Eski Uygulama ve Sorunları
KİK, daha önce 2010 yılında aldığı bir kararda (2010/DK.D-124), kamu davası açılması nedeniyle oluşan ihalelere katılamama halinin, bu durumun ilgiliye tebliğ edildiği tarihten itibaren başlayacağına hükmetmişti. Bu yorum, hukukun genel ilkelerinden olan "savunma hakkı" ve "bilgilendirilme hakkı" ile uyumlu görünse de, uygulamada ciddi bir zafiyet yaratıyordu.
Bu zafiyet şuydu: Hakkında ihaleye fesat karıştırmaktan dava açılan bir firma veya kişi, tebligat sürecinin yavaşlığından faydalanarak, davanın açılması ile tebligatın kendisine ulaşması arasındaki sürede yeni ihalelere katılmaya ve hatta sözleşme imzalamaya devam edebiliyordu. Bu durum, kamu ihale sistemini korumayı amaçlayan yasağın amacını boşa çıkarıyor ve kamu kaynaklarının risk altına girmesine neden oluyordu.
KİK'in Yeni Kararı: "Davanın Açılması" Yeterlidir
Yargı içtihatları ve uygulamanın getirdiği sorunları yeniden değerlendiren KİK, 2017 yılında radikal bir değişikliğe giderek eski kararını iptal etmiştir. Yeni ve halen yürürlükte olan 2017/DK.D-300 sayılı kararda şu net sonuca varılmıştır:
09.08.2010 tarihli ve 2010/DK.D-124 sayılı Kurul Kararı iptal edilmiştir.
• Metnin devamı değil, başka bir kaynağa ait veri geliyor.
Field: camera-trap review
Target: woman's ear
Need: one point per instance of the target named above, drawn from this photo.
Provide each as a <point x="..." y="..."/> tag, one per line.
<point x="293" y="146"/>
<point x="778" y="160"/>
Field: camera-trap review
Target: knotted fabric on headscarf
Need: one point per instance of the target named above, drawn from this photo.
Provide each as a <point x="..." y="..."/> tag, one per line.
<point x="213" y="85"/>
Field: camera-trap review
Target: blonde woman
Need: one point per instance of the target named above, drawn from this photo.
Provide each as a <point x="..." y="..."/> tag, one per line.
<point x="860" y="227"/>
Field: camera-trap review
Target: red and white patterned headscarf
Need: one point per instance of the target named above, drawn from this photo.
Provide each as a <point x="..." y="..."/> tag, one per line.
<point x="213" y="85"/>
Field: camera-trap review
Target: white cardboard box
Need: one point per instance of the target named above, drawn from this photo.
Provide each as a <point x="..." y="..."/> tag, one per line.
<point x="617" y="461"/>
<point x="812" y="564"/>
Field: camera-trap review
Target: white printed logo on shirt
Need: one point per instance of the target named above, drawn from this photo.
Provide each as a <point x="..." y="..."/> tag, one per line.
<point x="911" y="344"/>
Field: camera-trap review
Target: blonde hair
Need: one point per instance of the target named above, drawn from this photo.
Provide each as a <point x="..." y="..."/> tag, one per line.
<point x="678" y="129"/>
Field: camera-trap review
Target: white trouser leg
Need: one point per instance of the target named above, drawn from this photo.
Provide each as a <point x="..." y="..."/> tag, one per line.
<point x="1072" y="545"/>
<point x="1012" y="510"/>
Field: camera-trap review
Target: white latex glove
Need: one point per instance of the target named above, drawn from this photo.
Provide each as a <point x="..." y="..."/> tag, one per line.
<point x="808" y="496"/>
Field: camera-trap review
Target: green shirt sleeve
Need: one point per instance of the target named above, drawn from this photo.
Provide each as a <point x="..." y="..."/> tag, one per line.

Haklarında kamu davası açılanların ihalelere katılmaları hususundaki engel, ilgiliye tebligat yapılması şartı aranmaksızın, kamu davasının açılması ile başlar.
Bu karar, yaptırımın başlangıç anını, kişinin sübjektif olarak bilgilendirildiği "tebligat" anından, olayın hukuken gerçekleştiği objektif "davanın açıldığı" ana çekmiştir. Artık bir kişi hakkında iddianame mahkeme tarafından kabul edildiği ve kamu davası açıldığı andan itibaren, o kişi EKAP'taki yasaklılık sorgulama sistemlerine düşmese veya kendisine bir tebligat ulaşmasa bile hukuken ihalelere katılamaz durumdadır.
Kararın Değerlendirilmesi: Kamu Yararı vs. Bireysel Haklar Dengesi
KİK'in bu kararı, kamu yararını koruma refleksini ön plana çıkaran, proaktif bir yaklaşımdır.
Olumlu Yönleri (Kamu Yararının Korunması): Karar, hukuki boşlukları ve tebligat süreçlerindeki gecikmeleri kullanarak sistemde kalmaya devam eden riskli aktörlerin önünü kesmektedir. İhaleye fesat karıştırma gibi ciddi bir suçlamayla karşı karşıya olan birinin, dava sonuçlanana kadar yeni kamu sözleşmeleriyle kamuyu riske atması engellenir. Bu, sistemin güvenilirliğini ve caydırıcılığını artıran son derece önemli bir adımdır.
Tartışmalı Yönleri (Savunma Hakkı ve Masumiyet Karinesi): Karara yönelik en temel eleştiri, "masumiyet karinesi" ve "bilgilendirilme hakkı" ilkeleriyle ne kadar uyumlu olduğudur. Bir kişi, hakkında dava açıldığından haberdar olmadan (tebligat almadan), iyi niyetle bir ihaleye teklif verebilir. Bu durumda, yasaktan haberi olmadığı için teklif verdiği bir ihaleden elenmesi veya daha sonra hakkında yaptırım uygulanması, temel savunma haklarını zedeliyor gibi görünebilir. KİK, bu kararıyla, potansiyel bir hak kaybı riskini göze alarak, kamu kaynaklarının korunması ve sistemin temiz tutulması gibi daha üstün bir yararı öncelemiştir.
Sonuç
KİK'in 2017/DK.D-300 sayılı kararı, ihaleye fesat karıştırma gibi suçlarla ilgili kamu davası açıldığında uygulanacak yaptırımın başlangıç anına ilişkin tüm tartışmalara son vermiştir. Artık kural nettir: Engel, davanın açıldığı gün başlar; tebligatın yapılması beklenmez. Bu karar, idarelerin yasaklılık sorgulamasını yaparken sadece tebligata değil, davanın açılma tarihine de dikkat etmesi gerektiğini göstermektedir. Bireysel haklar açısından tartışmalı yönleri olsa da, karar, kamu ihale sisteminin şeffaflığını ve güvenilirliğini korumak, suça karışmış kişilerin sistemden ivedilikle ayıklanmasını sağlamak adına atılmış güçlü ve caydırıcı bir adımdır.